Fausti nodded. “So be it. May our service be of far greater value to the Nation than we fear it will be.”
Bidentime nodded in return. “So be it indeed. And come what may, I at least will value that service.” He sat down, erect and firm, at his Steward’s folding table, rapped the end of his Steward’s rod once. At a signal from the bailiffs, the delegation rose, and the staffers who led them in led them out to their bus. The bailiffs followed them.

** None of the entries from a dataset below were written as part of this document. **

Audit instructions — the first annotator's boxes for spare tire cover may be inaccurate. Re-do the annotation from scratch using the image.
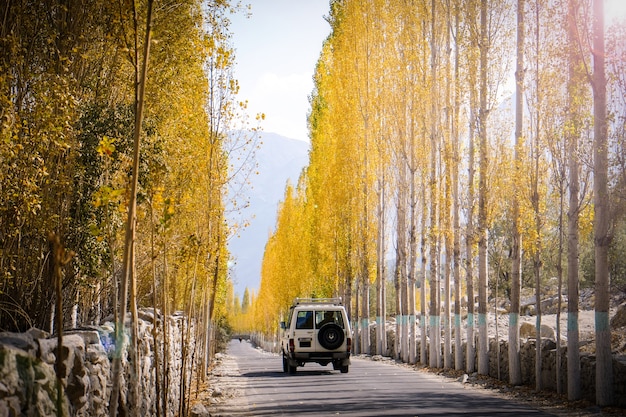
[317,323,344,350]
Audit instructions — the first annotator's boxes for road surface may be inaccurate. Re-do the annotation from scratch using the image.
[209,340,552,417]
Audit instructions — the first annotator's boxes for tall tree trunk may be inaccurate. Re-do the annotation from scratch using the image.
[567,0,582,401]
[429,0,441,368]
[478,0,489,375]
[593,0,614,407]
[109,0,153,417]
[530,1,543,391]
[407,150,418,363]
[452,3,463,371]
[420,178,428,365]
[508,0,525,385]
[376,173,387,355]
[465,84,476,373]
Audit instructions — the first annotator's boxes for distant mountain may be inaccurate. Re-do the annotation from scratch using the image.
[228,132,309,297]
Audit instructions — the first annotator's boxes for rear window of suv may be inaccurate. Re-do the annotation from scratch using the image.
[296,310,313,329]
[315,310,344,329]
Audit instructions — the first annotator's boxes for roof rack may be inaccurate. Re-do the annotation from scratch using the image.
[293,297,343,305]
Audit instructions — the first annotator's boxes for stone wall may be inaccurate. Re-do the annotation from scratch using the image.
[0,310,193,417]
[378,326,626,408]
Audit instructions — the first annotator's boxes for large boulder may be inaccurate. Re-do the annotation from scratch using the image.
[519,323,556,340]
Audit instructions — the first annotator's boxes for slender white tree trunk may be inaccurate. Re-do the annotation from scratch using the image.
[593,0,614,407]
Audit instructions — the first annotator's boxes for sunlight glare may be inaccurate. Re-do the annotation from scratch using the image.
[604,0,626,27]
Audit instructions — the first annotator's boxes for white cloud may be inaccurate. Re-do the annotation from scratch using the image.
[248,72,313,140]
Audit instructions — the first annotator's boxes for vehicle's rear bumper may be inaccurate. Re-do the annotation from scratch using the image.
[289,352,350,366]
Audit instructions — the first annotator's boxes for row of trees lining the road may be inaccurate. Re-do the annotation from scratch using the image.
[0,0,258,415]
[238,0,626,405]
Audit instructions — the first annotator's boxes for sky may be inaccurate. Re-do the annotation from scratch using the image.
[230,0,330,141]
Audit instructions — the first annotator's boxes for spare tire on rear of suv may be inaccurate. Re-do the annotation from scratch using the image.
[317,323,344,350]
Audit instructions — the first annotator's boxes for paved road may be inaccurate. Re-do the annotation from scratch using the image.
[210,341,551,417]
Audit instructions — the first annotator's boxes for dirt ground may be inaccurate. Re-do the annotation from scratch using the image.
[192,291,626,417]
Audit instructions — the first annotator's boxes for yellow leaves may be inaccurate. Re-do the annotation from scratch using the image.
[96,136,115,158]
[92,185,124,208]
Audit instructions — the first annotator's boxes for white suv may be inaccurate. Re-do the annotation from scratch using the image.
[280,298,352,374]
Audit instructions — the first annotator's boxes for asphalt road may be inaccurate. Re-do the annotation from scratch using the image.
[210,340,551,417]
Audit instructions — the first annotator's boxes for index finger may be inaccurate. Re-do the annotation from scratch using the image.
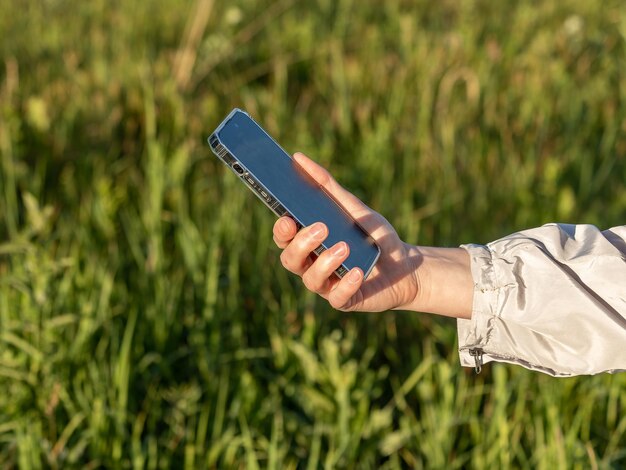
[273,216,298,249]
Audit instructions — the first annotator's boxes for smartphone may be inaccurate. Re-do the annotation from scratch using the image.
[208,108,380,277]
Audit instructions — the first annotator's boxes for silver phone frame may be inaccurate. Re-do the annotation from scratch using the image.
[207,108,381,279]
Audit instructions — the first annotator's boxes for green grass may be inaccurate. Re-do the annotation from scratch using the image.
[0,0,626,469]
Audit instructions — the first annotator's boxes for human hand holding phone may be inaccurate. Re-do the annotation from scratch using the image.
[273,153,473,318]
[274,153,420,311]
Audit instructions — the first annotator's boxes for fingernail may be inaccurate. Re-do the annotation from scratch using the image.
[311,222,324,240]
[279,219,290,233]
[330,242,346,256]
[348,269,361,284]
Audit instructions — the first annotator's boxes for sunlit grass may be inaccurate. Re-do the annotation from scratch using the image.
[0,0,626,469]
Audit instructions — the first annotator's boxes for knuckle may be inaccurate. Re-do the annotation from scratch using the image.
[302,269,321,292]
[280,251,294,271]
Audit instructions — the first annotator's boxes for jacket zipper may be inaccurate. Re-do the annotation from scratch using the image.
[468,348,483,375]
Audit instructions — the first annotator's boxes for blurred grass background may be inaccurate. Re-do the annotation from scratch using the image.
[0,0,626,469]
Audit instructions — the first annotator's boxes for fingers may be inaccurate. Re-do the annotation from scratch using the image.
[327,268,363,311]
[302,242,350,295]
[293,152,369,215]
[279,222,328,276]
[273,217,298,248]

When all were gone, Bidentime’s shoulders sagged, his face fell and lost most of its color. He pulled off his face shield, and listlessly dropped it on the table, from which it promptly rolled off and fell on the floor. He stared at the place where it had been for a moment, and then, vacantly, into the empty space of the Audience Room. He sat there for some time, alone, still, and sorrowful, an old and profoundly weary man.
———-
* This post suggests using “dey/dem/deir” as the missing third-person singular, gender-ambiguous personal pronoun in US English. Given that the choice that seems to YFNA to best reflect the state of the human condition in these Untied States is rejected on various grounds.